Replay Search Latency Benchmark¶

Purpose¶

Use scripts/bench/replay_search_latency.py to replay real, high-latency search requests from telemetry and measure current lookup latency against that baseline.

The benchmark script is a self-declared uv script and replays through the local maturin-built moraine-conversations Python package (ConversationClient.search_events_json) so the run exercises the in-repo search implementation directly.

The script:

selects top N rows from moraine.search_query_log by response_ms in a time window,
excludes prior benchmark replay rows (source='benchmark-replay') by default,
runs maturin develop for bindings/python/moraine_conversations (unless skipped),
replays each query through moraine_conversations.ConversationClient.search_events_json with source='benchmark-replay',
runs warmup and measured repeats per query,
reports per-query and aggregate latency stats,
compares optimized replay results against an oracle_exact SQL strategy to detect ranking regressions,
records timeout/error counts,
optionally writes a JSON artifact.

Example Usage¶

Default benchmark (top 20 in last 24h):

uv run --script scripts/bench/replay_search_latency.py \
  --config config/moraine.toml

Custom window/sample and JSON output:

uv run --script scripts/bench/replay_search_latency.py \
  --config config/moraine.toml \
  --window 7d \
  --top-n 40 \
  --warmup 1 \
  --repeats 5 \
  --timeout-seconds 20 \
  --output-json /tmp/replay-latency.json

Inspect selected workload without replay:

uv run --script scripts/bench/replay_search_latency.py \
  --config config/moraine.toml \
  --window 24h \
  --top-n 20 \
  --dry-run

Run latency-only replay without oracle quality gates:

uv run --script scripts/bench/replay_search_latency.py \
  --config config/moraine.toml \
  --no-oracle-quality-check

CLI Flags¶

--config <path>: Moraine config file used for ClickHouse connectivity.
--window <duration>: telemetry lookback window.
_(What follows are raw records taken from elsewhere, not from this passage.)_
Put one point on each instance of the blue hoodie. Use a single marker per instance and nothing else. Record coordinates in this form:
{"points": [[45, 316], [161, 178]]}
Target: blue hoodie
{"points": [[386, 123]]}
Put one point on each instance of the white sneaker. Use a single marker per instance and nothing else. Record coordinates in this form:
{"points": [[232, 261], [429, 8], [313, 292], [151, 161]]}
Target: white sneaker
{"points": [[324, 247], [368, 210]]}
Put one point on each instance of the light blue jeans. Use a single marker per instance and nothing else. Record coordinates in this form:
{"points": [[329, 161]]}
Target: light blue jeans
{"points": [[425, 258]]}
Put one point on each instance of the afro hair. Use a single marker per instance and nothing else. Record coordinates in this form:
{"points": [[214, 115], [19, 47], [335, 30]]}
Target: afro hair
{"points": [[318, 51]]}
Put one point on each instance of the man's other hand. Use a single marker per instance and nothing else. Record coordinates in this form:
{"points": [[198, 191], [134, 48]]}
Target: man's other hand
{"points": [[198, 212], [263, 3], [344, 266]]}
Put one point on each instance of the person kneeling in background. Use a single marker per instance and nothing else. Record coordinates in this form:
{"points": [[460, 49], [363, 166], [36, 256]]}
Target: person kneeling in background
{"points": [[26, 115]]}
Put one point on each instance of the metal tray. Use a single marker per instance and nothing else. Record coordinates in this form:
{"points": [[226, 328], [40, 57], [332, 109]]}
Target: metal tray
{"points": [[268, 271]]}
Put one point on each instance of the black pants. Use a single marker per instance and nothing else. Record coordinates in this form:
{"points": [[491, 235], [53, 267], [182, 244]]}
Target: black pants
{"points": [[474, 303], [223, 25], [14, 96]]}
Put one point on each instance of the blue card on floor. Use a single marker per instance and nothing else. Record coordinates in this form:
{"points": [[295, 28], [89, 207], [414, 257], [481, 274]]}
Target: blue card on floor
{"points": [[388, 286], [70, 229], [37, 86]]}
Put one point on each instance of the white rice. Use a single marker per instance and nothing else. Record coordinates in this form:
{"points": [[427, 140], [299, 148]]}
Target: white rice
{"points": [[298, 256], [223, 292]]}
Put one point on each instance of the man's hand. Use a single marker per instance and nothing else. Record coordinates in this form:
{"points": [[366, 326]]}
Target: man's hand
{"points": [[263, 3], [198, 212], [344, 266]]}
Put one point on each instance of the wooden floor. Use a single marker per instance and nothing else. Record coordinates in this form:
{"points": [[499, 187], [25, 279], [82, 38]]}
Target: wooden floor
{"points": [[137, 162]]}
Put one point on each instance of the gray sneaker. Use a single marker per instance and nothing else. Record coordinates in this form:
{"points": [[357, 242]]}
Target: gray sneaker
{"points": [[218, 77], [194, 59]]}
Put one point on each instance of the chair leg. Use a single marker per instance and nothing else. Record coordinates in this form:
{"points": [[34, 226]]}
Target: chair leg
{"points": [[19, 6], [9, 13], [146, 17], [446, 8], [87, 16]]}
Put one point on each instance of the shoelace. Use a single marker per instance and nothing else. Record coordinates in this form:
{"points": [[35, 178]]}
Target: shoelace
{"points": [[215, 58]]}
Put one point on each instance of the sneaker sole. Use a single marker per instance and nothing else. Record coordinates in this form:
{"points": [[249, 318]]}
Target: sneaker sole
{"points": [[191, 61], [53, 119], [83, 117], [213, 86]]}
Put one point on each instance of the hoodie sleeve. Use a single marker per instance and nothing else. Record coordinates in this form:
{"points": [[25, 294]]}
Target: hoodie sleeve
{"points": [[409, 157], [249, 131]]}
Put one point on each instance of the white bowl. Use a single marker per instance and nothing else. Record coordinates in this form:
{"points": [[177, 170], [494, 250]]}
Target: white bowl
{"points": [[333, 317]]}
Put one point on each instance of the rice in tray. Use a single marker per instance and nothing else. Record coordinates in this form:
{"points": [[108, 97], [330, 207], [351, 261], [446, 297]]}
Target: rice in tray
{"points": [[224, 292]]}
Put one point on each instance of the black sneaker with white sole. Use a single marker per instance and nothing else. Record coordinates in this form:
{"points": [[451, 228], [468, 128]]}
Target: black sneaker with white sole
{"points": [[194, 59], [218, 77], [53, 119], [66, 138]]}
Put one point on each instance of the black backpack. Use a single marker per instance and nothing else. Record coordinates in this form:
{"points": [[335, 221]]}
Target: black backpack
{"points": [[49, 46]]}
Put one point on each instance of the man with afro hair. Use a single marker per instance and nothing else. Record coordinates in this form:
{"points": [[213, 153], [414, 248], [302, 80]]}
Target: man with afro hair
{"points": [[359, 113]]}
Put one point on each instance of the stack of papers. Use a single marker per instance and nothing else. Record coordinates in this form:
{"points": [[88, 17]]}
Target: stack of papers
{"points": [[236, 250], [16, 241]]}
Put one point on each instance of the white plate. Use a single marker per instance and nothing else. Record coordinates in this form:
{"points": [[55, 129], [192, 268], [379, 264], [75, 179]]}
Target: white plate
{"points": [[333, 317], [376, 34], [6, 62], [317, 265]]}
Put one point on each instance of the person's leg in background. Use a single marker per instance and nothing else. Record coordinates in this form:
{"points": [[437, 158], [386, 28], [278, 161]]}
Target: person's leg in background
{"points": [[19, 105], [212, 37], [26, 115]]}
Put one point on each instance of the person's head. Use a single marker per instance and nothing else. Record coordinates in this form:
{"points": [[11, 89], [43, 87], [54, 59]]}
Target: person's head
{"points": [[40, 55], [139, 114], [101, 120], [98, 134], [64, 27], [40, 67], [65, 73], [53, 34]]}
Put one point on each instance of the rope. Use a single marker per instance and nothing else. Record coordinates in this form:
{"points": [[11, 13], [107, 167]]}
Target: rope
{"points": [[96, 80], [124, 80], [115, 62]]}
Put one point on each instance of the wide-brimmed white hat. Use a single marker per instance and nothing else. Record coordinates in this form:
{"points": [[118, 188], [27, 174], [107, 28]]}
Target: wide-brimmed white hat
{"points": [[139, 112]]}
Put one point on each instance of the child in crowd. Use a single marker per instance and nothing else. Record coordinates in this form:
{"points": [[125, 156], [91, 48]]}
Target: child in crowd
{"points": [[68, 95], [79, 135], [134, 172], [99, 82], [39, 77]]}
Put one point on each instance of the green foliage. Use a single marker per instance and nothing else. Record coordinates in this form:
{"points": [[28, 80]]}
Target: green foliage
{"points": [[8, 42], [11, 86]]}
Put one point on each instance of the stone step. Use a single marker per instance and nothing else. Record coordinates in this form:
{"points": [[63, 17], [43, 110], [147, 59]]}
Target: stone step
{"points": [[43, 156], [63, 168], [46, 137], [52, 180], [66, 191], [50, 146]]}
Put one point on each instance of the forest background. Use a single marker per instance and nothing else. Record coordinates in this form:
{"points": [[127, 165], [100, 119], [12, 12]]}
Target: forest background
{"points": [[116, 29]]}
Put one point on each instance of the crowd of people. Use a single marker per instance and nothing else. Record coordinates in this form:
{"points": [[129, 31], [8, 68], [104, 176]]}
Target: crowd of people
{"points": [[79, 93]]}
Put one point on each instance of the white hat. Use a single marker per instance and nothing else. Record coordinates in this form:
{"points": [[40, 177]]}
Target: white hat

Supported suffixes: s, m, h, d, w.
--top-n <int>: number of highest-latency rows to select.
--warmup <int>: warmup runs per selected query.
--repeats <int>: measured runs per selected query.
--timeout-seconds <int>: timeout for each replayed search request.
--skip-maturin-develop: skip local binding rebuild before replay.
--include-benchmark-replays: include source='benchmark-replay' rows in selection.
--query-variant-mode <none|subset_scramble>: query variant expansion mode before replay.
--max-query-terms <int>: max normalized terms used for variant generation.
--use-search-cache: allow moraine-conversations search result cache during replay (default no-cache).
--parse-json-response: parse replay response JSON in the benchmark process during measured runs.
--oracle-quality-check / --no-oracle-quality-check: enable or disable oracle quality validation (default enabled).
--oracle-k <int>: top-K for oracle quality metrics; 0 uses each query's replay limit.
--oracle-recall-at-k-threshold <0..1>: Recall@K quality gate (default 1.0).
--oracle-ndcg-at-k-threshold <0..1>: NDCG@K quality gate (default 0.99).
--oracle-min-stability-recall <0..1>: minimum oracle-vs-oracle Recall@K stability for strict gating (default 0.95).
--oracle-min-stability-ndcg <0..1>: minimum oracle-vs-oracle NDCG@K stability for strict gating (default 0.98).
--output-json <path>: write machine-readable benchmark output.
--print-sql: print generated ClickHouse selection SQL.
--dry-run: select and validate rows, but skip replay.

Defaults:

window=24h
top_n=20
warmup=1
repeats=5
timeout_seconds=20

Output¶

Console output includes:

selection metadata and selected time range,
per-query table with baseline vs replay (p50, p95, min, max, delta_p50),
aggregate summary (min, p50, p95, p99, max, avg),
oracle quality summary (Recall@K, NDCG@K, pass/regression/error counts),
oracle stability summary (unstable_case_count) to isolate high-ingest drift windows,
timeout/error totals.

JSON output includes:

meta (timestamp, git SHA, config path, parameters),
selected_queries (baseline rows + replay eligibility),
replay_results (samples, per-query stats, failures),
aggregate (overall stats + counts),
aggregate.quality (oracle thresholds and quality summary stats),
failures (timeout/error totals).

Exit code behavior:

0: all replay attempts succeeded.
non-zero: fatal setup error, empty selection window, replay timeout/error failures, or oracle quality regressions/errors.

Troubleshooting¶

No rows selected:
increase --window (for example 7d),
verify recent search_query_log writes are present,
if you intentionally want replay-generated rows, pass --include-benchmark-replays.
Local binding build/import failure:
ensure uv, Python, Rust/Cargo, and a C toolchain are available,
run uv run --script scripts/bench/replay_search_latency.py --config ... so maturin is auto-installed,
if iterating rapidly and the package is already built in the environment, use --skip-maturin-develop.
Replay timeouts:
raise --timeout-seconds,
reduce --top-n/--repeats for quicker local checks,
inspect ClickHouse logs for transient slowness.
Oracle quality regressions:
inspect per-query oracle_quality output for missing/unexpected top-K event IDs,
verify whether the rank divergence is expected for intentional retrieval changes,
only relax quality thresholds after explicit search-quality validation.
Invalid selected rows:
run --dry-run to inspect skip reasons,
confirm telemetry fields (result_limit, min_should_match, flags) are valid.